I see that the AFR automatic replication module is now listed as complete and
scheduled for the February 20th 1.4 release. While we are eagerly awaiting it,
is there any documentation somewhere about how it operates?
It sounds like this will provide an easily installed and configured, truly
redundant (no single points of failure) high-performance distributed
filesystem, without having to resort to extra layers (such as drbd). In
otherwords, filesystem nirvana. ;-)
Some some-what specific questions:
1) When does replication take place? When a client is writing to a file, does
it write to two (or more) servers at the same time, or does one server
replicate the file to the other server after close, or...? If a replica server
goes down, how does it catch up with changes since it was down? Do the clients
know to use the good replica server while the other server is catching up?
2) Assuming replicas are in sync, will clients load-balance reads across the
multiple replicas for increased performance? What about writes?
3) How are locks handled between replicas?
4) GlusterFS looks to be extremely flexible with regards to its configuration,
but I just want to be sure: if AFR is working with multiple nodes, each
containing multiple disks as part of a filesystem, will we be able to guarantee
that replicas will be stored on different nodes (i.e., so a node can fail and
the data will still be fully available).
A completely vague, general question:
I'd like to run standard departmental services across one or more redundant,
distributed filesystems. This would include home directories and data
directories, as well as directories that would be shared amongst multiple
servers for the express purpose of running redundant (and load-leveled, when
possible) services (mail, web, load-leveled NFS export for any systems that
can't mount the filesystem directly, hopefully load-leveled SAMBA, etc.).
Would GlusterFS (with AFR) be a good match?
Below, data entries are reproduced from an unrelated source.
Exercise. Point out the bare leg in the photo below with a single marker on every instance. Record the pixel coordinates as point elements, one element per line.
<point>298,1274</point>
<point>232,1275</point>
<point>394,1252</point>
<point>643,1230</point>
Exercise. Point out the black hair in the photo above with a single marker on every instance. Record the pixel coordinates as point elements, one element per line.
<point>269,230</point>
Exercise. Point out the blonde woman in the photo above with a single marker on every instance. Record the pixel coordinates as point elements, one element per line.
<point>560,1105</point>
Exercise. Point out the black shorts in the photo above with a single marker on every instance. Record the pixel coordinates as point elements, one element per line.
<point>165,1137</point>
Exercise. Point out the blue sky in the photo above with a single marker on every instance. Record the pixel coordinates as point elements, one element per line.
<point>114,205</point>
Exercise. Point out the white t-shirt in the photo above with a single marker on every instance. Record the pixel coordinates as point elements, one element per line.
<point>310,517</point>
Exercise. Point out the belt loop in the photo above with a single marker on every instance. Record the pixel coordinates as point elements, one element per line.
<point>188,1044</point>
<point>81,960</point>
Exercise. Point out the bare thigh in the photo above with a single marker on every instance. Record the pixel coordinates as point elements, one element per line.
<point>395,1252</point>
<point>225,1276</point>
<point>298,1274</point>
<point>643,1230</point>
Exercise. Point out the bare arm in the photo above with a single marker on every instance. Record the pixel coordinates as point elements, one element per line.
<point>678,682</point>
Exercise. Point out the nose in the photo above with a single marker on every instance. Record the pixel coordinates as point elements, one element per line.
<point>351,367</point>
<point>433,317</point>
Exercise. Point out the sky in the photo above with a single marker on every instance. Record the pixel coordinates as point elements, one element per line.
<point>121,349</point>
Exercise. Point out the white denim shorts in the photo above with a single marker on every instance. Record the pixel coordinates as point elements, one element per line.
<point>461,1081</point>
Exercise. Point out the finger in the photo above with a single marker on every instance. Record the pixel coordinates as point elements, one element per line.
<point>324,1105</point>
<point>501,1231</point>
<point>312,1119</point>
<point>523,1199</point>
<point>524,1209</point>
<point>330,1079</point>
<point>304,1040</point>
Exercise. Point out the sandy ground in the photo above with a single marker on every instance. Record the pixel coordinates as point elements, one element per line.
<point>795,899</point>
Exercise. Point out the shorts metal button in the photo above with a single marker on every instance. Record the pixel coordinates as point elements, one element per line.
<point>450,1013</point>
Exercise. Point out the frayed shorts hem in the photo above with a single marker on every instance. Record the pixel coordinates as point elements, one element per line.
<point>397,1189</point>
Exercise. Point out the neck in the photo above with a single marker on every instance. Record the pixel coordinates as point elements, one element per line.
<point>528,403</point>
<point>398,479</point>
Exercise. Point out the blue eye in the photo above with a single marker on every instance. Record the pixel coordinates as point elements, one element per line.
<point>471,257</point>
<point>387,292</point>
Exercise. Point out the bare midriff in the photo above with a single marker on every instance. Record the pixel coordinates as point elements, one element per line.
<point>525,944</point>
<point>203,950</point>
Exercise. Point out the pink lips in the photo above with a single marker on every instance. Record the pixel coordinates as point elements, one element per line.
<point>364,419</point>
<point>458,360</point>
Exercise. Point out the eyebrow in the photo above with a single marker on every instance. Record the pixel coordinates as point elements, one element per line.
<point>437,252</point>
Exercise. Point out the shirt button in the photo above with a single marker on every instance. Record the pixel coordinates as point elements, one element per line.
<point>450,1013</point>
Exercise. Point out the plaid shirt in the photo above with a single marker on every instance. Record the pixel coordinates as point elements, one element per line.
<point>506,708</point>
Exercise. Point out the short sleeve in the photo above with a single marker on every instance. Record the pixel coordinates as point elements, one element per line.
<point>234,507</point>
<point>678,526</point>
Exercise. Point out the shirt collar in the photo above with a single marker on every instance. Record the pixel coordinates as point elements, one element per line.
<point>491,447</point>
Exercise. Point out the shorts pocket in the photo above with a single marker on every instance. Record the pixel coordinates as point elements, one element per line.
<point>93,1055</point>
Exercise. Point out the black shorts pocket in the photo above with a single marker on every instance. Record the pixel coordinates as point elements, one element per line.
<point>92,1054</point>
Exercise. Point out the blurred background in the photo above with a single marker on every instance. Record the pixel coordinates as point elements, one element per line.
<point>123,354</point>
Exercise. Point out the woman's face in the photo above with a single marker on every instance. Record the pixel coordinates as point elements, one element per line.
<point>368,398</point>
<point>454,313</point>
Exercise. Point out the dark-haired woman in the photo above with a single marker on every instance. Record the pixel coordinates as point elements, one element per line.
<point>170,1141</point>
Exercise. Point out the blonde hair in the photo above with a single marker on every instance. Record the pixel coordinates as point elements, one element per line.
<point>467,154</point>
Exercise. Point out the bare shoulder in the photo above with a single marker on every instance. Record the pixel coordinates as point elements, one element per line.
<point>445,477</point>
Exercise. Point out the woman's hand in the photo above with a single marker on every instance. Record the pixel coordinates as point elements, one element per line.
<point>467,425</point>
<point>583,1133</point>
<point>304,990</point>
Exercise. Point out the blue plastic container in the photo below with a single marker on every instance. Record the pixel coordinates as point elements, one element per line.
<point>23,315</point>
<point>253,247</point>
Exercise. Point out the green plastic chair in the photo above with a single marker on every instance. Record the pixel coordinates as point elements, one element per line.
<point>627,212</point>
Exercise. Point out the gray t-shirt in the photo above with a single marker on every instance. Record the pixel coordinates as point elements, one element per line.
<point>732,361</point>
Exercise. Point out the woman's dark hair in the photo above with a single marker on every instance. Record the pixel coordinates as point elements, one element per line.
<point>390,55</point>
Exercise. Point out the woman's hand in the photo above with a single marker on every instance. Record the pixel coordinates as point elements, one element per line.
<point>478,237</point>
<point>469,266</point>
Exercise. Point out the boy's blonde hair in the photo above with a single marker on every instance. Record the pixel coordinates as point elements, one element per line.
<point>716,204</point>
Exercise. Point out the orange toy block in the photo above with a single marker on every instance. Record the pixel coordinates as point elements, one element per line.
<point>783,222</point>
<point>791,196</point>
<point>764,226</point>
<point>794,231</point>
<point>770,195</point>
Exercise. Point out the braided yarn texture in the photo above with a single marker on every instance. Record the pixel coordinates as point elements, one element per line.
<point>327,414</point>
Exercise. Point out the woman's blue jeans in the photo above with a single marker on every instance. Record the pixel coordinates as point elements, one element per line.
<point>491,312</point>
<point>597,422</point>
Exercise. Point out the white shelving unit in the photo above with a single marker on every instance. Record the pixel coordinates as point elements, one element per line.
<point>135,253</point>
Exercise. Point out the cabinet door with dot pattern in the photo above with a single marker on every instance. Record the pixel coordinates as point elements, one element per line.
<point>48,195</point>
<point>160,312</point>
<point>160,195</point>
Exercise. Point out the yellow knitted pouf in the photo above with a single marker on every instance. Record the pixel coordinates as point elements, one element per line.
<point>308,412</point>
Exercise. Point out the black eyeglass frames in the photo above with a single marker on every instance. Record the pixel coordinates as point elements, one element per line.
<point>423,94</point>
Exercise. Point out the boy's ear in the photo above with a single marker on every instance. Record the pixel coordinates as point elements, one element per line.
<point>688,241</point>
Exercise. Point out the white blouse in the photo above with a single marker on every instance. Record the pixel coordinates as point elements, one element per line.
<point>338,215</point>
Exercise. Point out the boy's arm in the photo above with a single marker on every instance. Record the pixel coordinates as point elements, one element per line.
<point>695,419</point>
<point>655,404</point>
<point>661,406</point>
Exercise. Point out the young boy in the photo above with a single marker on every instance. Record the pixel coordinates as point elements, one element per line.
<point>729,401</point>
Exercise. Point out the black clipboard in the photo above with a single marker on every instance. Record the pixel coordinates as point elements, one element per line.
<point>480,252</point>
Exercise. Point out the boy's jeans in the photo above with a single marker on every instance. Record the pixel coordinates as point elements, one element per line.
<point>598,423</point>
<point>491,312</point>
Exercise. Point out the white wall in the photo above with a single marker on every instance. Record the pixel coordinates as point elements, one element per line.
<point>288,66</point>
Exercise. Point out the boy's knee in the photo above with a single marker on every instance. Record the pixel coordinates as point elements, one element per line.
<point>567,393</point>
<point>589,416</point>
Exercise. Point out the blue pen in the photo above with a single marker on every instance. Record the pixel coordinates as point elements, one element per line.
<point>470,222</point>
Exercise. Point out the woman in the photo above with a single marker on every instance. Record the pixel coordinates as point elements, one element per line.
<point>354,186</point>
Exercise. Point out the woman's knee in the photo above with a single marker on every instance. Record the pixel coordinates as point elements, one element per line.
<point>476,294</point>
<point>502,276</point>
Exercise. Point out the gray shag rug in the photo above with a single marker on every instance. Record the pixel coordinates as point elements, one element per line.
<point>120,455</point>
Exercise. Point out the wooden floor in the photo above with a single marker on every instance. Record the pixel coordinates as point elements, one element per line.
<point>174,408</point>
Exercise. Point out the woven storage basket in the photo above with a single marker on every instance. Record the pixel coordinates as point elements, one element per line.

I've been working with Lustre+DRBD+Heartbeat, and it seems like it will work,
but the complexity of it makes me nervous (it may be fragile, and prone to
breakage with future updates, especially with its strong dependence still upon
numerous kernel patches that differ by kernel release). GlusterFS sounds much
simpler (thanks to its modularity) and is about to get built-in replication...
Thanks,
Brent Nelson
Director of Computing
Dept. of Physics
University of Florida